In either 1973 or 1974, the building was purchased by Crow‐Foody Central company of Saddle Brook.

According to its Morristown Daily Record advertisement, it was located at 400 Smith Road in Parsippany, and offered two nightly shows at 10 & 11:30, with $3 admission. One attendee recalled that it was "a plain shed-like building in a North Central Jersey forest". He added that the venue had "few seats", relegating crowds to stand as in general admission.

=== Name controversy ===
In July 1974, the Parsippany–Troy Hills Town Council ruled that the venue's name was "offensive to good taste". Township attorney Bertram Latzer said the name of the club was synonymous with marijuana and gave young people the impression that it was "a place of low repute". Joint In The Woods was thereby ordered to close its doors for 15 days, and change its name on all advertising within 60 days.

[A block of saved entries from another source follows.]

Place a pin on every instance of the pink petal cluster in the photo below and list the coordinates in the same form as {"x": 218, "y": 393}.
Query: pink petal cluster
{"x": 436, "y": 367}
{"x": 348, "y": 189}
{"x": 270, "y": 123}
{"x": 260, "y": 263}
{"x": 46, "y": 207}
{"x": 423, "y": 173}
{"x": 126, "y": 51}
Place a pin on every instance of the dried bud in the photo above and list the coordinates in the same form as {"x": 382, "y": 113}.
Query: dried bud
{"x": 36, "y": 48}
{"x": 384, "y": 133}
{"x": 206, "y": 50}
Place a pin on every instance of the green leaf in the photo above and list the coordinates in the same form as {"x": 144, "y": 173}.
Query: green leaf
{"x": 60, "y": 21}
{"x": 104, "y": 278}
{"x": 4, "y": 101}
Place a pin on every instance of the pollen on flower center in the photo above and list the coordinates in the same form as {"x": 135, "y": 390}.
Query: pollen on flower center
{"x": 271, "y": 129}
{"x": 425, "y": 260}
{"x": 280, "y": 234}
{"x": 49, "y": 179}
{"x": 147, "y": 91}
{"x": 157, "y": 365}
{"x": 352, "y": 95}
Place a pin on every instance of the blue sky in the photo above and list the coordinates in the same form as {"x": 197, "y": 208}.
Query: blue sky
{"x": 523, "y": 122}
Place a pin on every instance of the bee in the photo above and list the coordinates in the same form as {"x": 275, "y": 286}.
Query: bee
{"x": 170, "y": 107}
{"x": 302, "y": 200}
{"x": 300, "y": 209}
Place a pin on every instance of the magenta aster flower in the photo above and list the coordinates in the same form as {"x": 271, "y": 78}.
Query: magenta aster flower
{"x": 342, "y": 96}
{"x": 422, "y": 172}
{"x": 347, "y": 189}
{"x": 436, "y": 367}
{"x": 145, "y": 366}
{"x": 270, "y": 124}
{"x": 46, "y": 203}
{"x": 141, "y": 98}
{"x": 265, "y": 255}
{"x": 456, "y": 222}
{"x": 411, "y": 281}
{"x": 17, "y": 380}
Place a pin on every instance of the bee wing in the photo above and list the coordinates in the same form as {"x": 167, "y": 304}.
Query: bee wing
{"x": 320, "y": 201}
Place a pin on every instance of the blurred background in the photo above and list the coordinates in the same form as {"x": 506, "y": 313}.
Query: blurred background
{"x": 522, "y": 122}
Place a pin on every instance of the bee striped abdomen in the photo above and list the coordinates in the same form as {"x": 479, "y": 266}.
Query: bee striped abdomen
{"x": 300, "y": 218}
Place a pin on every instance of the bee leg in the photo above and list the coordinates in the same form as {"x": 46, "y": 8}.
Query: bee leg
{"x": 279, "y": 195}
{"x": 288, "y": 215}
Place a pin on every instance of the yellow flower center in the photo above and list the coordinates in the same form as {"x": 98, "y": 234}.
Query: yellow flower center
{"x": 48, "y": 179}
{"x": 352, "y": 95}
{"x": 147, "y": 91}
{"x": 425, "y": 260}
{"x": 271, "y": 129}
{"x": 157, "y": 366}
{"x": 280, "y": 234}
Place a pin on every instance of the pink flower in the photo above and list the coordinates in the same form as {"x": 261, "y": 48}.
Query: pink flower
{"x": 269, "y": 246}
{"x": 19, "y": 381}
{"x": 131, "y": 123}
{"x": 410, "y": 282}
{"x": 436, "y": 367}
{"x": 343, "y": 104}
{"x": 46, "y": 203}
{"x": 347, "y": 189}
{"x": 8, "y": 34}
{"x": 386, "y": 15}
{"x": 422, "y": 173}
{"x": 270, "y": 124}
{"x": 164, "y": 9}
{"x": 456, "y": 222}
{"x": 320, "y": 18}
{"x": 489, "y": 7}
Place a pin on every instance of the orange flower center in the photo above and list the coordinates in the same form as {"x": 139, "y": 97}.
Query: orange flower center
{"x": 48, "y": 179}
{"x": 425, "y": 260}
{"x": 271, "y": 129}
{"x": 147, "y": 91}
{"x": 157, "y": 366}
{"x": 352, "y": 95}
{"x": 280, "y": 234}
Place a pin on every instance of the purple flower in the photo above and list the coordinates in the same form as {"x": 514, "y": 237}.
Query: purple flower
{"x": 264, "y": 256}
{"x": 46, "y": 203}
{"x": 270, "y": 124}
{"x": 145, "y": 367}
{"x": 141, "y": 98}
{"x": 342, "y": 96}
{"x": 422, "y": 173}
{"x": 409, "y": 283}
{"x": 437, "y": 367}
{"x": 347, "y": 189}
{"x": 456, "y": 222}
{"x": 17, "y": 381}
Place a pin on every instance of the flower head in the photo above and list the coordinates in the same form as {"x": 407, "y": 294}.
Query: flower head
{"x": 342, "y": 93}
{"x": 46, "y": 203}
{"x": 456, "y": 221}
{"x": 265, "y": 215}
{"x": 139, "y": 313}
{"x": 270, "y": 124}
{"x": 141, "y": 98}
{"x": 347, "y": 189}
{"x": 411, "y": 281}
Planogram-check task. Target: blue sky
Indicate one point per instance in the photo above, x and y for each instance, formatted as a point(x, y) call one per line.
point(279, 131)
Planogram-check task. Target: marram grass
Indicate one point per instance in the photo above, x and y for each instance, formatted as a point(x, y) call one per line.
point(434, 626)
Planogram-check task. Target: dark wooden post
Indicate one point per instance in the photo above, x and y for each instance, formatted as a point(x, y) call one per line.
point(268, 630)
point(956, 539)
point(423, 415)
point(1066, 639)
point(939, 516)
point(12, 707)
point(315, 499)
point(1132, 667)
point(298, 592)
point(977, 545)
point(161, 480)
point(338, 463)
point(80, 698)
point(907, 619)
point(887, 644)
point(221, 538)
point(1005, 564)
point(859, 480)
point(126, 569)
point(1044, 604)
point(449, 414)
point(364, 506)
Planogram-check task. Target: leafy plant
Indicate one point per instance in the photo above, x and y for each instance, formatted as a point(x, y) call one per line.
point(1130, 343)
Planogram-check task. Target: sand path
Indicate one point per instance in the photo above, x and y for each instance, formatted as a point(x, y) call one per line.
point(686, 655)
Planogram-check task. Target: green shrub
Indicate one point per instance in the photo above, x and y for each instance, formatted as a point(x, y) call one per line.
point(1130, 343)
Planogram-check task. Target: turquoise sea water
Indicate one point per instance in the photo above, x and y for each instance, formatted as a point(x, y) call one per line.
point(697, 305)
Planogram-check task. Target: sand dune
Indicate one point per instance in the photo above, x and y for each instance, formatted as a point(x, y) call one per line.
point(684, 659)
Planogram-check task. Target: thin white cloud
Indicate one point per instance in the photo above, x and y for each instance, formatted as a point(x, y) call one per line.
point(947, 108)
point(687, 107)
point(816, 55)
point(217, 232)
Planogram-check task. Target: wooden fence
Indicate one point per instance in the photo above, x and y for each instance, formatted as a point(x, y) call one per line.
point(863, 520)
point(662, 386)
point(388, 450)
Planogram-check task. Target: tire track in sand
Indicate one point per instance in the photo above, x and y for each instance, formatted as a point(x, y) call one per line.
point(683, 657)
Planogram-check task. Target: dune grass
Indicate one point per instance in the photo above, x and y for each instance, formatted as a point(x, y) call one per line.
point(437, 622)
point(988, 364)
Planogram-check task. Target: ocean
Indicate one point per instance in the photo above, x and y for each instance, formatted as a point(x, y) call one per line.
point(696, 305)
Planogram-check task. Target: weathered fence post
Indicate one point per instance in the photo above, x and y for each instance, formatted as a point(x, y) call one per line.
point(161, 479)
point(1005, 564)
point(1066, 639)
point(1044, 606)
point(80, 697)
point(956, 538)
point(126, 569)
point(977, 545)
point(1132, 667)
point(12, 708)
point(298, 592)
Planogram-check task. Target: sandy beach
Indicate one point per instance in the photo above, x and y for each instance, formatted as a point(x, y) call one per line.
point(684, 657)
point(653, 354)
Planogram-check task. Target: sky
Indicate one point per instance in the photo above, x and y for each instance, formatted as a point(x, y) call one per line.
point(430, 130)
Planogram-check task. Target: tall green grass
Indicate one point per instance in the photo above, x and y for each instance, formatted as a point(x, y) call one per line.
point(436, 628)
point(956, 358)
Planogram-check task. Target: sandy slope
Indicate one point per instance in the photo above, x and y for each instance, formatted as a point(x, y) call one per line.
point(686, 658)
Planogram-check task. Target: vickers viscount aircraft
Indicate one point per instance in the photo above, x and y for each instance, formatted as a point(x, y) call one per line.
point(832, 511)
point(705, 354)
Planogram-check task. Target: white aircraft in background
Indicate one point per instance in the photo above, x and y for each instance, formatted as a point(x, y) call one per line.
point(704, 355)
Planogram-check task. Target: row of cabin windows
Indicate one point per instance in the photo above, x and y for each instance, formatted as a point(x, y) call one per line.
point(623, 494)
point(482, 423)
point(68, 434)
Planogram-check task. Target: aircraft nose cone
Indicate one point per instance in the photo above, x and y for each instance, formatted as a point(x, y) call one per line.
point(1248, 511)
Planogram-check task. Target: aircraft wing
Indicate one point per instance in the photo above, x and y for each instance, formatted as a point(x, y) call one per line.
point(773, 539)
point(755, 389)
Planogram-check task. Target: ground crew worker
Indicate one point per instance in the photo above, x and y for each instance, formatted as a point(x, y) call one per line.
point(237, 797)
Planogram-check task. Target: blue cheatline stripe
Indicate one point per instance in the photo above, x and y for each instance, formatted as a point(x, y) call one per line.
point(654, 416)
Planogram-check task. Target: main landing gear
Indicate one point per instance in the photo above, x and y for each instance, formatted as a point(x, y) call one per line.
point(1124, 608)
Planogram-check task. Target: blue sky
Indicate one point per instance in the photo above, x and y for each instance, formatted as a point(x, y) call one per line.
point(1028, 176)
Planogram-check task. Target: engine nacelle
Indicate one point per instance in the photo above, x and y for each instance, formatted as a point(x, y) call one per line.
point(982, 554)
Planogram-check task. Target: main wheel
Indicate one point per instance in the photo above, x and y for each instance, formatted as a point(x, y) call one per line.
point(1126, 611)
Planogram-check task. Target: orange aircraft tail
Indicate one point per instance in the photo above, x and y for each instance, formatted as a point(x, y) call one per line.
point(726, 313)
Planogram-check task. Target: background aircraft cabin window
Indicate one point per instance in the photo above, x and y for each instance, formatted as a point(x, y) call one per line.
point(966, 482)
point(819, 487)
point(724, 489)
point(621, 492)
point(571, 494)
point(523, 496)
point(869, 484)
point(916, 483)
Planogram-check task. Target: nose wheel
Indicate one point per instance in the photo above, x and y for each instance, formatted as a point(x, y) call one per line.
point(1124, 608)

The Council also claimed that the club's liquor license was invalid, but this claim was not substantiated.

Shortly thereafter, probably in 1974, the venue reopened under the name Inn The Woods. Its sign on Route 46 was repainted by early 1975.

=== Shut down ===
The club and bar shut down for unspecified reasons around March 1976.

=== Fire destruction ===
On Sunday September 11, 1977 at 3:30 PM, an electrical malfunction caused a fire at the former discothèque. The fire "raged through the building and broke through the roof shortly after people in a partially enclosed area of the building were evacuated".

There were no injuries or fatalities, a circumstance deemed a "miracle" by District-Six Fire Chief Andrew Tyrone.

More than 20 fire engines and 200 volunteer firefighters fought against the blaze; pictures of firefighters have been uploaded online. Following the fire, the former discothèque was destroyed. Afterwards, the shell of the building was levelled by bulldozer and tank.

== Legacy ==
An April 1975 article in the Morristown Daily Record detailed the club's popularity and controversial end, relating the history to the sign that still stood on Route 46.